Perjalanan panjang melewati border Cambodia-Vietnam memakan waktu panjang pula sehingga kami mencapai kota Ho Chi Minh pada malam hari. Kota yang merupakan pusat ekonomi negara yang notabene menganut sistem Komunis di negaranya namun sistem ekonomi di kota ini terkesan lebih liberal. Malam itu kami istirahat di hotel setempat, di kota ramai yang dahulu disebut dengan Saigon, tempat dimana para pemimpin Indonesia jaman perjuangan kemerdekaan bertemu dengan panglima perang Jepang. Tujuan pertama kami  di Saigon adalah FPY Software, bagian dari FPT Corporation, sebuah perusahaan multinasional yang masih muda namun berkembang amat pesat. Disana kami bertemu langsung dengan Director of FPT Software dan saya banyak belajar bagaimana cara membangun sebuah perusahaan, bagaimana cara menjaga etos kerja karyawan, dan banyak lagi. Selanjutnya kami menuju FPT University , disana kami melakukan Cultural Exchange dan berkenalan dengan teman-teman dari Vietnam sekaligus berusaha mengenal Vietnam lebih dalam. Sistem pelayanan kesehatan di Vietnam tidak menggunakan asuransi wajib dari pemerintah, namun ada asuransi bagi yang menginginkan, kendalanya adalah tidak semua biaya di cover oleh asuransi, hanya sekitar 60 %-70 % biaya perawatan ditangani oleh asuransi. Sistem pendidikan dokter pun berbeda, pada pendidikan klinis tingkat pertama mereka sudah terkonsentrasi untuk melanjutkan residensi, jadi setelah 6-7 tahun kuliah, mereka sudah terspesialisasi.Dengan 12 universitas yang memiliki Fakultas Kedokteran, Vietnam dirasa masih kekurangan tenaga kesehatan. Sedikit kesulitan mencari makanan halal di Vietnam, dimana presentasi muslim amat kecil. Mungkin diperlukan perluasan daerah dakwah untuk negara ini, agar semakin mudah untuk seorang Muslim tinggal di negara ini. Selain itu, warga Vietnam seperti tidak biasa dengan wanita yang menggunakan jilbab. Terlihat dari bagaimana mereka memandang kami. Esoknya kami mengunjungi Independence Palace, mantan istana negara Vietnam Selatan, disana kami mempelajari bagaimana Vietnam bisa menang dari Amerika. Tak lupa kami juga menikmati hal lain yang terkenal dari Vietnam, kopinya. Perjalanan kami lanjutkan menuju Da Nang, sebuah kota di tengah-tengah Vietnam menggunakan bis.

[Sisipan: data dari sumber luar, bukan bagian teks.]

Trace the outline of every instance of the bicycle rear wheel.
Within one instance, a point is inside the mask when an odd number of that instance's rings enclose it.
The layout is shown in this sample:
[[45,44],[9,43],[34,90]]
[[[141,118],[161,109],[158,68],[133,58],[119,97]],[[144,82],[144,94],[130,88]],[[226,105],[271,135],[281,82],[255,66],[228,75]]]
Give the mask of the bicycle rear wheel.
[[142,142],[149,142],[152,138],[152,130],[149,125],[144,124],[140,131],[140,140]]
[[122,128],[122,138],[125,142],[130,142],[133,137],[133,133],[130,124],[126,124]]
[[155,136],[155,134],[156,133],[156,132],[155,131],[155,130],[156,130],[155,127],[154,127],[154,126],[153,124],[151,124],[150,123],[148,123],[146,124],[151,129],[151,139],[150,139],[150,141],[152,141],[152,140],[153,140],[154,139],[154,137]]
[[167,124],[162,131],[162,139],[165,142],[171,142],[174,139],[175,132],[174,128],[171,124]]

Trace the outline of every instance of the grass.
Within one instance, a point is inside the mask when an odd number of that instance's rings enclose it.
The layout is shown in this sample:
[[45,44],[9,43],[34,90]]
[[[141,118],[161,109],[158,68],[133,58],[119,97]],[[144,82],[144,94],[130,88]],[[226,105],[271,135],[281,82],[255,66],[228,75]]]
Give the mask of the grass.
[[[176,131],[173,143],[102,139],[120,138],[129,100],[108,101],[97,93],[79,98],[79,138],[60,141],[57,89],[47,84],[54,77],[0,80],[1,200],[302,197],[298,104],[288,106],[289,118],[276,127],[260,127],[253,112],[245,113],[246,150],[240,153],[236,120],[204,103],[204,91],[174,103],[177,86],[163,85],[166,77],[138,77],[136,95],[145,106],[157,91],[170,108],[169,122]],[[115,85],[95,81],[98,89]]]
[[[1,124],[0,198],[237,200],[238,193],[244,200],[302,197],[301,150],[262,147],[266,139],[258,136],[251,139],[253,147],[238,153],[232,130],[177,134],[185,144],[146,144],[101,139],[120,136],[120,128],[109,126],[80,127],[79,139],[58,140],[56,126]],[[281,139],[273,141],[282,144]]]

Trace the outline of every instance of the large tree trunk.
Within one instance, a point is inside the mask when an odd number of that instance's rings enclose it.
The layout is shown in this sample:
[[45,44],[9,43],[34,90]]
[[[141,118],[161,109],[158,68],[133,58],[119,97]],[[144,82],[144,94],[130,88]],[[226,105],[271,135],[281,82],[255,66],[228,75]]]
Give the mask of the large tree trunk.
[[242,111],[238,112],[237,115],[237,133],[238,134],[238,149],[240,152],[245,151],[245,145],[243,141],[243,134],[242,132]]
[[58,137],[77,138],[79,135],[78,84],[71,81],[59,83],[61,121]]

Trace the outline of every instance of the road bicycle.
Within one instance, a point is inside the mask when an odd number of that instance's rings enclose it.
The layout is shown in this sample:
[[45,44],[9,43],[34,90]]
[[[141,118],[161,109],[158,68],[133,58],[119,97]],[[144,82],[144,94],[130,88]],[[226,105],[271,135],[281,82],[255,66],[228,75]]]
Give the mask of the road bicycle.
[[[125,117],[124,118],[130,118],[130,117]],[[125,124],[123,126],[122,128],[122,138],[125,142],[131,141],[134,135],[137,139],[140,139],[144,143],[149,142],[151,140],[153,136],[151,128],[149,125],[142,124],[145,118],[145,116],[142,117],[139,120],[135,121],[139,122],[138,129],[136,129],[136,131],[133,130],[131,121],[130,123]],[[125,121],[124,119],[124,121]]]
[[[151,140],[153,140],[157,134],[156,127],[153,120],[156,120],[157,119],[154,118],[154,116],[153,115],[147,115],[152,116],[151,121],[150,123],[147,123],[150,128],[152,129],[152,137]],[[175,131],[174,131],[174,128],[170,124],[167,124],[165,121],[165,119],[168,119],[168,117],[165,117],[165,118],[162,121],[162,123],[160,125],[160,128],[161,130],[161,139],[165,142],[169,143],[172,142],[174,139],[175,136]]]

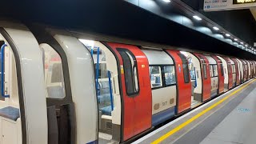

Perjalanan Ho Chi Minh- Danang lewat jalur darat membutuhkan waktu hampir 24 jam. Da Nang adalah coastal city dengan pantai yang indah dan ditujukan untuk tourism.  Sesampainya di Da Nang, kami di jemput oleh rombongan dari Duy Tan University (DTU) dan dibawa ke kampusnya dimana didalamnya terdapat dormitory  tempat kami tinggal. Selama perjalanan , pertama kalinya saya menemukan kampus yang memiliki Fakultas Kesehatan. DTU memiliki Fakultas Kesehatan dengan departemen keperawatan dan Farmasi, jadilah saya memiliki teman yang “nyambung” diajak bicara disini. Begitu sampai di DTU, istirahat sebentar di Dorm dan langsung mengikuti kegiatan Cultural Exchange dan Cultural workshop berupa penjelasan dari lectures setempat tentang kehidupan Vietnam. Agama besar di Vietnam adalah Budha, Kristen, dan Katolik, presentasi Islam tidak sebesar di Thailand dan Cambodia.  Kami selaku delegasi dari Indonesia menjelaskan kebudayaan Indonesia dan mempromosikan kebudayaan dan pariwisata Indonesia. DTU memiliki hari aktif 6 hari, dimana pada hari minggu  masih ada kelas kuliah dan kegiatan kuliah berlangsung dari pukul 7 AM-9 PM.  Acara selanjutnya selepas Cultural Exchange adalah mengunjungi beberapa tempat di Vietnam, diataranya Dragon Bridge, Marble Mountine, dan Da Nang Museum, dimana untuk mahasiswa yang memegang KTM diperbolehkan masuk museum secara gratis, hal ini perlu ditiru Pemerintah Indonesia untuk pencerdasan bangsa. Terlihat budaya warga Vietnam saat kami mengobservasi di perjalanan. Lalu lintas yang terkesan kacau dimana pejalan kaki tidak memiliki kesempatan di jalan dan terlau banyaknya sepeda motor, hal ini dikarenakan tingginya pajak untuk mobil. Acara kami berakhir di Da Nang International Airport menuju Bandara Internasional Soekarno Hatta, dan dari sana menuju Stasiun Gambir dengan tujuan akhir Stasiun Tugu Yogyakarta.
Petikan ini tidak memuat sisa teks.